Write and size Delta tables
After you transform data in a notebook, you need to write the results to Delta tables so other tools and users can access them. How you write the data affects query performance and storage efficiency. Getting the table structure right at write time saves you from having to reprocess data later.
Write transformed data to tables
You can write transformed data as a new Delta table or replace an existing one. Both Spark SQL and PySpark create Delta tables in the lakehouse. The table is accessible to other notebooks, SQL analytics endpoints, and semantic models that connect to the lakehouse.
Choose a write mode
Delta tables support two primary write modes. Choose the mode that matches your data loading pattern.
| Mode | Behavior | Use when |
|---|---|---|
| overwrite | Replaces the entire table with new data | Running a full refresh of transformed data |
| append | Adds new rows to the existing table | Adding incremental data (new daily transactions, for example) |
-- Overwrite: replace entire table
CREATE OR REPLACE TABLE gold.fact_sales AS
SELECT * FROM transformed_sales
-- Append: add new rows to existing table
INSERT INTO gold.fact_sales
SELECT * FROM new_daily_sales
Important
Use overwrite mode carefully. It replaces all existing data in the table. If you need to update specific rows, consider using Delta MERGE operations instead.
Partition tables for query performance
Partitioning organizes table data into subdirectories based on column values. When queries filter on partitioned columns, Spark reads only the relevant partitions instead of scanning the entire table.
CREATE OR REPLACE TABLE gold.fact_sales
USING DELTA
PARTITIONED BY (year, month)
AS SELECT * FROM transformed_sales
Partitioning improves performance for large tables, but it can hurt performance for smaller ones. Follow these guidelines:
- Partition when the table exceeds 1 TB and queries frequently filter on the partition column
- Target partition size of at least 1 GB per partition to avoid the small files problem
- Avoid over-partitioning on high-cardinality columns (like customer ID), which creates too many small files
- Common partition columns include year, month, and region
For most tables under 1 TB, skip partitioning entirely. Spark and Delta handle these table sizes efficiently without it.
Manage file sizes
Delta tables consist of Parquet files stored in OneLake. The size and number of these files directly affect query performance.

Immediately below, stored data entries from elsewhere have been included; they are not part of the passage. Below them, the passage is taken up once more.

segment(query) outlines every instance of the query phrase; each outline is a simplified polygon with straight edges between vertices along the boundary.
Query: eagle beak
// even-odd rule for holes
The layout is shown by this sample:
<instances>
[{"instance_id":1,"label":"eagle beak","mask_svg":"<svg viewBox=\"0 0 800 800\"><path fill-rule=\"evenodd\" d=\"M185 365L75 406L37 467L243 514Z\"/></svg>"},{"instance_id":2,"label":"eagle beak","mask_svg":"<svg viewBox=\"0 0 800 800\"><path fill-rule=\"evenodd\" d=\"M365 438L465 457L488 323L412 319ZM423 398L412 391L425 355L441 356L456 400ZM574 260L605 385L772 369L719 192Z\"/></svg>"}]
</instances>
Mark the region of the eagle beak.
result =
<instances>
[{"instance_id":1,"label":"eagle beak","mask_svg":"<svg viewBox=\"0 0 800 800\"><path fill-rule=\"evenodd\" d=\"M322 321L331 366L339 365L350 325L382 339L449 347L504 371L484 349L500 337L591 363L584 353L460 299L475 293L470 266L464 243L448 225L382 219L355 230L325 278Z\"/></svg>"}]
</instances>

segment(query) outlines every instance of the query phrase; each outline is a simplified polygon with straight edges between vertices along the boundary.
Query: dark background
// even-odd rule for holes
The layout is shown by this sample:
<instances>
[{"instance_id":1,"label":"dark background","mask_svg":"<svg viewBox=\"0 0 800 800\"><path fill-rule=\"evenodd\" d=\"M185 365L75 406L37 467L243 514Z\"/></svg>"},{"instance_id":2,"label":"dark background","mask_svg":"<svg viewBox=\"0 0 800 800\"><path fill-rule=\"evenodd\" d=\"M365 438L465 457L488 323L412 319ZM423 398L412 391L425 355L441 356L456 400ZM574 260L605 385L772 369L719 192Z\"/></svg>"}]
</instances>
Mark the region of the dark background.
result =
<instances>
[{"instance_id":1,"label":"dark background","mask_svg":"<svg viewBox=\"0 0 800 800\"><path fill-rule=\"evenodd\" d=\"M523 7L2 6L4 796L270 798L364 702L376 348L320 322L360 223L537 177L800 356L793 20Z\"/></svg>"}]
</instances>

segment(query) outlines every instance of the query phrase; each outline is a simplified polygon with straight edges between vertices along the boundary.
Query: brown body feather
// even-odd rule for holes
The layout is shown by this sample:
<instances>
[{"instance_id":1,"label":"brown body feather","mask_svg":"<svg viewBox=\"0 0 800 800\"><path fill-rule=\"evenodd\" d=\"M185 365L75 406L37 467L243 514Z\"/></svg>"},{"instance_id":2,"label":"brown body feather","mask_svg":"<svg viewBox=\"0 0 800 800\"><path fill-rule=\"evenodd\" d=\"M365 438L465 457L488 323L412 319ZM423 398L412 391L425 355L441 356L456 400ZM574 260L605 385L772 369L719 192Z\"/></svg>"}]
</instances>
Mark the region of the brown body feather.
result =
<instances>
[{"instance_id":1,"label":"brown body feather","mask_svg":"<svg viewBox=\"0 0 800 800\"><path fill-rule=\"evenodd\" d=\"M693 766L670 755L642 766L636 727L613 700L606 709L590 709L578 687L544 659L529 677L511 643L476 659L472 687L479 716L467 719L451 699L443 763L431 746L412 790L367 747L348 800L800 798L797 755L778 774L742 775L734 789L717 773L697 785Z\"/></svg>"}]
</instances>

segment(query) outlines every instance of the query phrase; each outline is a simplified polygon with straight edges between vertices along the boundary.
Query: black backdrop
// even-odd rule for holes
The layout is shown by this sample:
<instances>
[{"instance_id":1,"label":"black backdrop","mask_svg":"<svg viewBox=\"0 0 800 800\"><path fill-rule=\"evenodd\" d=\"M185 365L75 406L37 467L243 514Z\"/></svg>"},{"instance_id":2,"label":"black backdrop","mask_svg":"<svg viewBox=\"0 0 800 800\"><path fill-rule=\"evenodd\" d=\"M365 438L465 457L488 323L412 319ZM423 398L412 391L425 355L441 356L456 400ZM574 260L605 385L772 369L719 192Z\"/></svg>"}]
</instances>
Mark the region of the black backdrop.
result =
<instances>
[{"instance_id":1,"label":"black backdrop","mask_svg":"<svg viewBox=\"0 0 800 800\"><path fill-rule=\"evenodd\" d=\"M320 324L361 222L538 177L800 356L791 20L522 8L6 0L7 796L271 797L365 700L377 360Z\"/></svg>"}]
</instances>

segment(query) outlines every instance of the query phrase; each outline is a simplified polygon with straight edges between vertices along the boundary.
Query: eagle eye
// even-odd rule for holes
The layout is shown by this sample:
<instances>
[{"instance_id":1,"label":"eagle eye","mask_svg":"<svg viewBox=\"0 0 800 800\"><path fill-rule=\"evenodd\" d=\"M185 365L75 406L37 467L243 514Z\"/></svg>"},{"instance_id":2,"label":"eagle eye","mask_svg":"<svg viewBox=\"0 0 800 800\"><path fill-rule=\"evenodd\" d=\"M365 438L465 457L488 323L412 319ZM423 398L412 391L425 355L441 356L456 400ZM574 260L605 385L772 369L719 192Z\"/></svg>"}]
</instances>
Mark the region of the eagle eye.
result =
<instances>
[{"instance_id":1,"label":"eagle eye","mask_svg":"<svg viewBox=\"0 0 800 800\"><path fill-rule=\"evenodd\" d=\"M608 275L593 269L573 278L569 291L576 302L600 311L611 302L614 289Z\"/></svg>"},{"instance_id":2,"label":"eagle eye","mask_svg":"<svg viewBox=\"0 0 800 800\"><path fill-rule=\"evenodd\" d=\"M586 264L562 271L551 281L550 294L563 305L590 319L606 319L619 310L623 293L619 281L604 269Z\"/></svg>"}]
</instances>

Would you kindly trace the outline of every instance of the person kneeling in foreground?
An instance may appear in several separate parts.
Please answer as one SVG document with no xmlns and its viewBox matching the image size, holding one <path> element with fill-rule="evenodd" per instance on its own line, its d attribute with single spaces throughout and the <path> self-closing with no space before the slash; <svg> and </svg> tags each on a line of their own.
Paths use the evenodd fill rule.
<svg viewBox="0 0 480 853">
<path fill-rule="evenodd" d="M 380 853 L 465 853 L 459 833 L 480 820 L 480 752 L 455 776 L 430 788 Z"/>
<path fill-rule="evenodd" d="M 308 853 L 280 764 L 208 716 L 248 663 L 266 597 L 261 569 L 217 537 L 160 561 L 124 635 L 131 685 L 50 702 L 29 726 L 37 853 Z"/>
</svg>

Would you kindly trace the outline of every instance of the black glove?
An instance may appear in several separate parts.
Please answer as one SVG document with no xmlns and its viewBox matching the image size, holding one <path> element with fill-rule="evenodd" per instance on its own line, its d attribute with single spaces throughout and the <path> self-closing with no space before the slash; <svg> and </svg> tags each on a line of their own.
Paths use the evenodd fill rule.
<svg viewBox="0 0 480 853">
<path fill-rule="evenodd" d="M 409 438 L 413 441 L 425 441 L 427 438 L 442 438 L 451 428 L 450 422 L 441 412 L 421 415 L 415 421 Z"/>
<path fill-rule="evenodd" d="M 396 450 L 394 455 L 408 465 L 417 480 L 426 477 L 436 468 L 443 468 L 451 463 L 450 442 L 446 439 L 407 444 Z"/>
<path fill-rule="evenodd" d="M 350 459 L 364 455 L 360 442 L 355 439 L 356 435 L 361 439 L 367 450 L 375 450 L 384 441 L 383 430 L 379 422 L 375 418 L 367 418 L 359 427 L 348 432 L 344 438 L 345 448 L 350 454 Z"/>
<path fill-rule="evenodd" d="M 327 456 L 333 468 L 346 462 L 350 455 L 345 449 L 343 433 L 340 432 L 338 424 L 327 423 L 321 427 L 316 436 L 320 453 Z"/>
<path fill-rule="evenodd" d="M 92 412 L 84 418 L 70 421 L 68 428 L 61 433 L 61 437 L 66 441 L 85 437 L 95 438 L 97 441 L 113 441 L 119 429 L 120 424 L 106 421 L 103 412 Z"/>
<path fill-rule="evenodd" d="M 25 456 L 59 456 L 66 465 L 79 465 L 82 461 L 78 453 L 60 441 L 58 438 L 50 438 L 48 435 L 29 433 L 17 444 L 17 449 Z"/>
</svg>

Too many small files slow down queries because Spark spends more time opening files than reading data. Files that are too large can cause memory issues and reduce parallelism. Target an individual file size between 128 MB and 1 GB for most workloads.
Fabric includes Optimize Write, which is enabled by default. This feature consolidates small files during write operations, reducing the small file problem without manual intervention.
If files become fragmented over time due to incremental appends, use the OPTIMIZE command to compact them. To remove old, unreferenced files and reclaim storage, use VACUUM. Both commands run as Spark SQL in a notebook cell:
-- Compact small files into larger ones
OPTIMIZE gold.fact_sales
-- Remove old, unreferenced files
VACUUM gold.fact_sales
Use Delta table features
Delta tables provide built-in features that maintain data reliability.
ACID transactions ensure that each write operation either fully succeeds or fully rolls back. If a write fails partway through, the table remains in its previous consistent state. This is important for production transformation pipelines where partial writes could corrupt downstream analysis.
Schema enforcement validates that incoming data matches the table's expected column names and data types. If you try to write data with a mismatched schema, Delta rejects the write and returns an error. This catches data quality issues early in the pipeline.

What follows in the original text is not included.